The imbalance Ash described isn’t manufactured, but is the predictable result of an industry that scaled faster than the legal frameworks protecting the people at its center.

“I had an ABC Bachelorette deal earlier this year, where we didn’t have a morals clause because the agency wouldn’t allow us to negotiate (a major red flag), but the talent still wanted to do the deal,” said Kayla Moran, founder and managing attorney of Kayla Moran Law. Moran said the brand ultimately canceled the partnership. “The talent was really not looking forward to posting during the backlash,” she said.

Some lawyers are increasingly trying to make these clauses kinder to creators.

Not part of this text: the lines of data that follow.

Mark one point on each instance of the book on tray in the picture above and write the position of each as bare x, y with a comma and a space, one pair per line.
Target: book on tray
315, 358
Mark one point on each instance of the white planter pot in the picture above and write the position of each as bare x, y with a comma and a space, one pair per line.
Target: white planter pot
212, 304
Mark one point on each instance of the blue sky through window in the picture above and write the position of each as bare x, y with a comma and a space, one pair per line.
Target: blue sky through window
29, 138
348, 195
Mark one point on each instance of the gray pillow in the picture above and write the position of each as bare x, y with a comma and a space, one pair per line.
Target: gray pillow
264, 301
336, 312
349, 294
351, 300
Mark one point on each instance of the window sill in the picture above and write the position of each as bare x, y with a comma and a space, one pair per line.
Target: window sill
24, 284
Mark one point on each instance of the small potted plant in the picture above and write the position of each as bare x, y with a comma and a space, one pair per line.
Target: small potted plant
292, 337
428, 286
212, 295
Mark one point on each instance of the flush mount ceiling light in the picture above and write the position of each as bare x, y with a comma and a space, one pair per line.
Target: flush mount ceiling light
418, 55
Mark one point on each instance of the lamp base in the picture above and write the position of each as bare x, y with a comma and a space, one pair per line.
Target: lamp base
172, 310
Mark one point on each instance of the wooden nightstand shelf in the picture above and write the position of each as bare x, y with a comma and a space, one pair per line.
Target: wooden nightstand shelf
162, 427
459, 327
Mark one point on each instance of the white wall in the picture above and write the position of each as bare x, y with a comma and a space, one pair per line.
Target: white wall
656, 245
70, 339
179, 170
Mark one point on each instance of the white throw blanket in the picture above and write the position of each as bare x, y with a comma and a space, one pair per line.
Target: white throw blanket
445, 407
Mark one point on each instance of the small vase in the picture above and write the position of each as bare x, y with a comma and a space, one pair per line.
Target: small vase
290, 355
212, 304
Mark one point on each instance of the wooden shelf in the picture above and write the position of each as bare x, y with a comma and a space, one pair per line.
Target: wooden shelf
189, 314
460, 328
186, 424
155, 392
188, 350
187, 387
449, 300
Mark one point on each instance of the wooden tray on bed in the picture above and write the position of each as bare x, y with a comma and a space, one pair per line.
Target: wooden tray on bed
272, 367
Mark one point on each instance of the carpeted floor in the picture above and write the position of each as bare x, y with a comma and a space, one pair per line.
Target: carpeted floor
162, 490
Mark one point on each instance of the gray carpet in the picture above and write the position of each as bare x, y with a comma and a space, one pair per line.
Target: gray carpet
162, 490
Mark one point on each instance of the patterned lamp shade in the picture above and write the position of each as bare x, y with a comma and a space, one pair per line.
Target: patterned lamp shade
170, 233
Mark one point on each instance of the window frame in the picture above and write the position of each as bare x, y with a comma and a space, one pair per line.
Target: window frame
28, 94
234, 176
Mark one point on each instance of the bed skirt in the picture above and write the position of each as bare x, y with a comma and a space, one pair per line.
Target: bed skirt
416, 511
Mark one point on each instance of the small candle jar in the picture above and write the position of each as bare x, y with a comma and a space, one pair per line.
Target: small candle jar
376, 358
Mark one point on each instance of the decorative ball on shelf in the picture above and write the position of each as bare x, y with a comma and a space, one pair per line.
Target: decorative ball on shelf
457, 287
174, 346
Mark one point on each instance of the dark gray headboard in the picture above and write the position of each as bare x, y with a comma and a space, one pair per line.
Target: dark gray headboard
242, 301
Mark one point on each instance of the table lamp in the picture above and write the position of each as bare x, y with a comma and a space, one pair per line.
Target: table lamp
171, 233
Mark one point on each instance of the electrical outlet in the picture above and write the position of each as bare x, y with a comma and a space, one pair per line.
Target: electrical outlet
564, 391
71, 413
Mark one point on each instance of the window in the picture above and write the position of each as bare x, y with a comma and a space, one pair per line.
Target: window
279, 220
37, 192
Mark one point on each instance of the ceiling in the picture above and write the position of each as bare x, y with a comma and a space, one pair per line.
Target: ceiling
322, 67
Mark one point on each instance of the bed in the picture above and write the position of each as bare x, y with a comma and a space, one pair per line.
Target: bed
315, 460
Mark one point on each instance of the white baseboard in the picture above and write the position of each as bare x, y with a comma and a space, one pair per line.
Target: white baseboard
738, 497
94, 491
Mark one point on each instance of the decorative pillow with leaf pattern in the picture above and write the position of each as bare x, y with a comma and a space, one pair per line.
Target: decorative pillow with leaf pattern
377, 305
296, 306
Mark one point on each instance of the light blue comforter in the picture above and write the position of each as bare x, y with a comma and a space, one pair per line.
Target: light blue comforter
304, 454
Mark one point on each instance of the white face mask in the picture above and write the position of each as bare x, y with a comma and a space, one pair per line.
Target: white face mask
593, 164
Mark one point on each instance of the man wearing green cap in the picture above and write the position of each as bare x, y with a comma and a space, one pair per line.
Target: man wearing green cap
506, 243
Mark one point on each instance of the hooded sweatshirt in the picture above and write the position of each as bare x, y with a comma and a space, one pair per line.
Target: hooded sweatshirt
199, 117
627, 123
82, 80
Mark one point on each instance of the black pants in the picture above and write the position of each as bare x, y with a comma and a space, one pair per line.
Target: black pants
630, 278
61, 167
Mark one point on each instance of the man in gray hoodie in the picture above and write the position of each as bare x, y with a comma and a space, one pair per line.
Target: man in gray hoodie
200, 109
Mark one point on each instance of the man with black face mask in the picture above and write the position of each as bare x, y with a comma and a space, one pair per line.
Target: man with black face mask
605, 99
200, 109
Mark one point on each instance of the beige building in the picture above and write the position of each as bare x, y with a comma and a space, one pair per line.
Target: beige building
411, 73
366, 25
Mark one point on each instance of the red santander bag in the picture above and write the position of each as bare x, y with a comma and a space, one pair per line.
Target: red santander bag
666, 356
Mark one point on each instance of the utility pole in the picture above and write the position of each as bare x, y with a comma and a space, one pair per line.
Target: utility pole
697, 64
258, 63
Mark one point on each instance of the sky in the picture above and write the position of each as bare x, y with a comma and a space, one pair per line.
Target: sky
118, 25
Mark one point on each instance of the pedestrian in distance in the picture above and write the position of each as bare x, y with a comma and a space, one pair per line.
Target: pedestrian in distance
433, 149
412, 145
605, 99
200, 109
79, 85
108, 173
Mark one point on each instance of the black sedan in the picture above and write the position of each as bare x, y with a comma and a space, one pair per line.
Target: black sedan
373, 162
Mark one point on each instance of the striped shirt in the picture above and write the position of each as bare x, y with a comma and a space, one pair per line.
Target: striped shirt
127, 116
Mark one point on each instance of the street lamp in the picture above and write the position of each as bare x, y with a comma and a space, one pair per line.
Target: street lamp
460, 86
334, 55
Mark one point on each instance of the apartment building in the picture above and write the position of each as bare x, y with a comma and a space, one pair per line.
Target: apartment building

“We try to make it more objective, more observable…wave in front of me the number of articles that this scandal actually affected, because this isn’t the moral police, this isn’t the pope coming down saying this is good or bad,” Frank Poe, founder of Poe Law. 

It’s a standard that rarely gets applied. Poe has seen clauses triggered because a creator was filmed crowdsurfing at a concert during a brand activation, the brand’s justification being venue rule violations. In most cases, creators accept these repercussions, because fighting back means a public legal battle against a corporation with deeper pockets and most aren’t willing to go there. 

“It would be more expensive to take them to court and not a lot of people would spend that time, especially a public figure. So they’re kind of trapped,” Ash said. 

But Poe told Digiday in that instance, he pushed back, and was able to negotiate a financial settlement for the creator he represented. 

“Brands try to rely on vagueness, and when you call them on it they tend to buckle” he said.

The aftershock

Expect the fights over morality clauses — how broad, how triggered and how contested — to get louder. 

“Brands are not looking for saints,” Poe said. “They don’t need saints to be effective, there is some element of notoriety and street cred to working with creators.” 

Creators, meanwhile, are getting savvier about the terms they’ll accept.

“As the creator economy grows and creators become increasingly brand conscious themselves, they gain more leverage. And they should,” said Moran. “It’s not about taking away power from brands, it’s about giving creators and their teams more autonomy.”

Though these situations are not unique to creators and influencers, the power of influencer marketing makes brand partnerships with potentially polarizing figures incredibly enticing. Brands may still be somewhat hesitant to give full-throated backing to the Batulas of the world, but they aren’t going to stop hiring people like her for collaborations and activations.

“Brands care most about the court of public opinion,” said Molly Lopez, founder and ceo of Sparo Marketing.

Lopez noted last year’s controversial American Eagle campaign starring actor Sydney Sweeney. Neither the brand nor Sweeney acknowledged the online backlash, and American Eagle reported its total revenue increased 6% to $1.4 billion in Q3 of last year. 

“In the very polarized reality we live in, you’re never going to make everyone happy,” Lopez said. “If I was Edie Parker’s brand advisor, I would have told them to take a beat.”